Emily of New Moon by L. M. Montgomery — A cute story (with hardish, sad parts) about a young writer. I think I could tell from a mile away who wrote this book as there are so many Anne-of-Green-Gables feels.

Welcome Home by Myquillyn Smith — This author has shaped the way I decorate and view hospitality. I really appreciate her theme of being a creator rather than a consumer when it comes to holiday decorating. I haven’t finished reading this yet since I’m reading the chapter that corresponds with the season (i. e. I just read the winter section). I love her honesty and humor when it comes to decking those halls.

Pride and Prejudice by Jane Austen — Every time I read this charming story, I’m impressed with Austen’s irony and wit. The layers to the characters and plot are what make this one of my all-time favorites.

Dear Daddy Long Legs by Jean Webster — This is an endearing rags-to-riches series of letters where a young girl writes to her anonymous benefactor. It’s beautiful to see her life and vocabulary transform as she works hard through her studies and social endeavors.
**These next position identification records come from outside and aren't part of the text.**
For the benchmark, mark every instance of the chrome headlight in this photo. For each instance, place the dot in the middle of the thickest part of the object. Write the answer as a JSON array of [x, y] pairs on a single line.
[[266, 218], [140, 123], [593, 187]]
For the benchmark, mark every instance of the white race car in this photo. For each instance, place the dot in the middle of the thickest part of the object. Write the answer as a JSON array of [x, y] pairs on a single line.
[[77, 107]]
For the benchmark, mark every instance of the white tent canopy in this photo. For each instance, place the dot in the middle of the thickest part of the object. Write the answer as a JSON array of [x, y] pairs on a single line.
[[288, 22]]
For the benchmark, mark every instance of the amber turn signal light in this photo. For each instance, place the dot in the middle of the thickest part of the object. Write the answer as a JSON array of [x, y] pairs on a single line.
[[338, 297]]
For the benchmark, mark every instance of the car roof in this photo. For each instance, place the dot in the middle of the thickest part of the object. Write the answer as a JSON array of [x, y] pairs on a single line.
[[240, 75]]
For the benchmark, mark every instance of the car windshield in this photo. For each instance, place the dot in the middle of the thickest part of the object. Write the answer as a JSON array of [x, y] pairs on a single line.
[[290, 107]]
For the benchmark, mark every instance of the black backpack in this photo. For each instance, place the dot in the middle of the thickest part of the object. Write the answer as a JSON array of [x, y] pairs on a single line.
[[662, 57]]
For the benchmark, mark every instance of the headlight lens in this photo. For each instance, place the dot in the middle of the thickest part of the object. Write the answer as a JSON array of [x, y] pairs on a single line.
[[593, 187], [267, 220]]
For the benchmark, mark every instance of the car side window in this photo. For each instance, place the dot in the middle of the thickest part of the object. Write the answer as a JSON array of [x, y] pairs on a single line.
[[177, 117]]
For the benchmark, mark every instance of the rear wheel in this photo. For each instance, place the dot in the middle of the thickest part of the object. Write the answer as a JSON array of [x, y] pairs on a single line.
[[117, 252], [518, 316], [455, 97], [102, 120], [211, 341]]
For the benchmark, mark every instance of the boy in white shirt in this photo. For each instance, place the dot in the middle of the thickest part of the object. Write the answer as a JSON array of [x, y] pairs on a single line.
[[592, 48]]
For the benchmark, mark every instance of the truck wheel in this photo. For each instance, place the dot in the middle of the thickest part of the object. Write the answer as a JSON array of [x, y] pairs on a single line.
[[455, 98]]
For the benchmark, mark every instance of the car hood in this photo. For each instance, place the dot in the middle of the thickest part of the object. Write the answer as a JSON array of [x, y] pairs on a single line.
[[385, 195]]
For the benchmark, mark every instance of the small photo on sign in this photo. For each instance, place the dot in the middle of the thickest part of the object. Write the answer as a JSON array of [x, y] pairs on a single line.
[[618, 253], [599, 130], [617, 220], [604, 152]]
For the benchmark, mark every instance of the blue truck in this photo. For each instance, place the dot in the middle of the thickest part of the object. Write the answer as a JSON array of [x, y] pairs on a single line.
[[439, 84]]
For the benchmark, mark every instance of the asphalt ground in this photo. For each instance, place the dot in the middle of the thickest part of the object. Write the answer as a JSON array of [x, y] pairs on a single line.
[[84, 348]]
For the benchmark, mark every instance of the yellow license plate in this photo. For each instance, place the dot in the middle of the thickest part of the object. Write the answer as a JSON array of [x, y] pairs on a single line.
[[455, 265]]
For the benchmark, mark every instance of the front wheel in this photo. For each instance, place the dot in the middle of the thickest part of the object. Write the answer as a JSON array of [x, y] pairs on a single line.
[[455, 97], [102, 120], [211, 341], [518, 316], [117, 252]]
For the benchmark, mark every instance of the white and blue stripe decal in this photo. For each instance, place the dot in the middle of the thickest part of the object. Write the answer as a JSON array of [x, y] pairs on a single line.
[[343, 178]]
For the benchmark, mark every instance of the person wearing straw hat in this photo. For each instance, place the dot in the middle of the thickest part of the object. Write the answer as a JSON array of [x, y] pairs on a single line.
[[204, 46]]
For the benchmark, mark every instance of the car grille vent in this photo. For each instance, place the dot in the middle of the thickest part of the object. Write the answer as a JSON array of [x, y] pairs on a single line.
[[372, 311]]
One of my favorites!

The Lion, The Witch, and the Wardrobe by C. S. Lewis — “But some day you will be old enough to start reading fairy tales again.” (C. S. Lewis) That’s how I felt when I was caught up in the wonderment of Narnia again! This book is powerful, heart-warming and just magically delightful. I hope you’ve had a chance to jump into the Wardrobe recently.

Blogging for God’s Glory in A Clickbait World by Vrbicek and Beeson — As a writer, I have been swamped with information both on the tech side and the writing side. I enjoyed the book Blogging for God’s Glory in a Clickbait World because it was like having a candid conversation with the authors about both strategy and purpose in blogging.I always prefer to ask questions to a friend rather than resort to a google search, and this book was that opportunity. What a blessing to have a like-minded approach to blogging from the counter-cultural perspective of writing first and foremost for the Lord. I benefited from the authors’ transparency of their ins and outs of their own blogging experiences. I finished reading, not with a vision to get-rich-quick, but inspired to pick up the pen to help saturate the world with God’s glory!
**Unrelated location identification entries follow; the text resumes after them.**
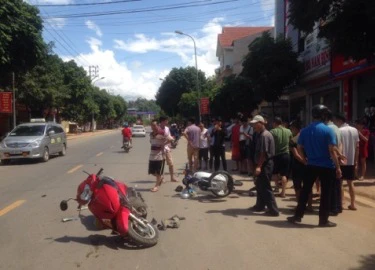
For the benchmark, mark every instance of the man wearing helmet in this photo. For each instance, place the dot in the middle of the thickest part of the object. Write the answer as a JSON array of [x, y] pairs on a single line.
[[127, 134], [318, 141]]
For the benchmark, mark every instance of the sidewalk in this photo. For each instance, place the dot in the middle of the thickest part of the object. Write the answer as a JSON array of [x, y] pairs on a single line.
[[364, 189], [72, 136]]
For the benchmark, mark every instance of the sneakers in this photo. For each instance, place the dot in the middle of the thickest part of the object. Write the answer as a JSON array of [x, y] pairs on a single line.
[[294, 219], [256, 209], [272, 214], [327, 224]]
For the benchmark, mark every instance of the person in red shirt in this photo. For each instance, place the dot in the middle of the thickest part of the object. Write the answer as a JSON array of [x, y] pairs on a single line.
[[127, 134], [364, 135]]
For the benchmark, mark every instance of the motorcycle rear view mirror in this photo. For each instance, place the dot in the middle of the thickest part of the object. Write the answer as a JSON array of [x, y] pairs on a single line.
[[64, 205]]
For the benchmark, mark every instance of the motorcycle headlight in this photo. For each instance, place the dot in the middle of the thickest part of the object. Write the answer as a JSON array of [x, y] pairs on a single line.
[[35, 144]]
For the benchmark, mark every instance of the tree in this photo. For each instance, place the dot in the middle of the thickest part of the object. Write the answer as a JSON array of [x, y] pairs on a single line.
[[21, 41], [236, 94], [178, 82], [80, 104], [347, 24], [271, 65], [43, 86]]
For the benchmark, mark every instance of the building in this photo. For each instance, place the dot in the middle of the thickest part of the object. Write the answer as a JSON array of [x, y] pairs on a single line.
[[232, 47], [341, 84]]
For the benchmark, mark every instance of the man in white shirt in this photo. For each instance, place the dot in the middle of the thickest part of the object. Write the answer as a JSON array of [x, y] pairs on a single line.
[[167, 150], [203, 147], [350, 149], [246, 139]]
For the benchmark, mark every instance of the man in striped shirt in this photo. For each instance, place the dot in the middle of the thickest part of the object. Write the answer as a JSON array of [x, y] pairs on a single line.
[[158, 139]]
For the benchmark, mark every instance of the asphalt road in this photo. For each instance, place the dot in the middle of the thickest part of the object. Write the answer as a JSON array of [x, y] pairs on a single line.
[[217, 234]]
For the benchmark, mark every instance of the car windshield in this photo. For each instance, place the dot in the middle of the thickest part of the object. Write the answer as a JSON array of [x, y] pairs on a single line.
[[28, 131]]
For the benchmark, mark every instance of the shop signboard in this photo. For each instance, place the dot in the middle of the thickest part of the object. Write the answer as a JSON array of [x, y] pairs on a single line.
[[344, 66], [6, 102], [316, 55]]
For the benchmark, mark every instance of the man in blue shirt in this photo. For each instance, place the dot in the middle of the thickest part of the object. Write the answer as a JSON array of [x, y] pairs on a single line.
[[319, 143]]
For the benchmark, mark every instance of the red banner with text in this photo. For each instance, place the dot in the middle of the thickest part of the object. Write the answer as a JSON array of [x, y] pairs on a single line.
[[6, 102]]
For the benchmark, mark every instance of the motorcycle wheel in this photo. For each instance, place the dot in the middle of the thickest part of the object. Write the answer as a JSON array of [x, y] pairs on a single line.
[[138, 204], [229, 187], [145, 237]]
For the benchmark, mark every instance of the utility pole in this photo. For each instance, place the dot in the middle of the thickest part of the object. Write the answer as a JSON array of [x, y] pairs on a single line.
[[14, 100], [93, 73]]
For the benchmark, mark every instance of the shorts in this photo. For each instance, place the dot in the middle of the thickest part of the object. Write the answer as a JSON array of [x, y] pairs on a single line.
[[348, 172], [192, 153], [298, 174], [245, 151], [156, 167], [203, 154], [282, 163], [168, 158]]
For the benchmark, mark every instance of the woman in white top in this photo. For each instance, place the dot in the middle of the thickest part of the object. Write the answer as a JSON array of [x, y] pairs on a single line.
[[203, 147]]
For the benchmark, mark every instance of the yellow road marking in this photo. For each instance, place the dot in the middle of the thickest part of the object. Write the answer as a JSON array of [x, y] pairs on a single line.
[[75, 168], [11, 207]]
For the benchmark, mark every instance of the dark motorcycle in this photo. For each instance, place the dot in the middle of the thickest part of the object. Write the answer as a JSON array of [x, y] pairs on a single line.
[[219, 183], [116, 207]]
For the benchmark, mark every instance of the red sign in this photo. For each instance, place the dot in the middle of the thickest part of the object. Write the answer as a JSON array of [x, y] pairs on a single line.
[[317, 61], [205, 106], [341, 66], [6, 102]]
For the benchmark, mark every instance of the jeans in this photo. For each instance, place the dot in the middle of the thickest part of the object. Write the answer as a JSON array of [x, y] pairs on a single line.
[[327, 177], [265, 195]]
Note: I’m doing a GIVEAWAY for this book on my Facebook page (A Time 2 Write)! Head over there to enter. I’ll announce the winner Sunday 11/29th.

After you’ve entered, come back and enjoy a few of my favorite articles from this season that I’ve collected below. Happy Thanksgiving!

LITERATURE

Love, According to E. B. White by Brianna Lambert — I enjoyed this peek into the value contained in fiction like E B. White’s work.

You Don’t Really Want Mr. Knightley by Madelyn Canada — Madelyn summed up my own reasons for appreciating Austen’s portrayal of Mr. Knightley, and in her blog post, she draws attention to the fact we all need a Mr. Knightley, and we need to be one.

THANKSGIVING

A Fractured Thanksgiving by Lainee Oliver — “Do you have to feel thankful to give thanks?”

We Will Gather Together by Madelyn Canada — Love this zoom-in on the old song and its backstory, as well as the reminder of our future fellowship.

FAITHFULNESS

Two Days, One Word by Glenna Marshall — Ever wonder how one day you can have an amazing time with God, and the next it feels lifeless? God loves us on both those days.

The Good, The Hard, and the In-Between by Shelli Rehmert — My mother-in-law pulls out the reality of just life and what we can know no matter what.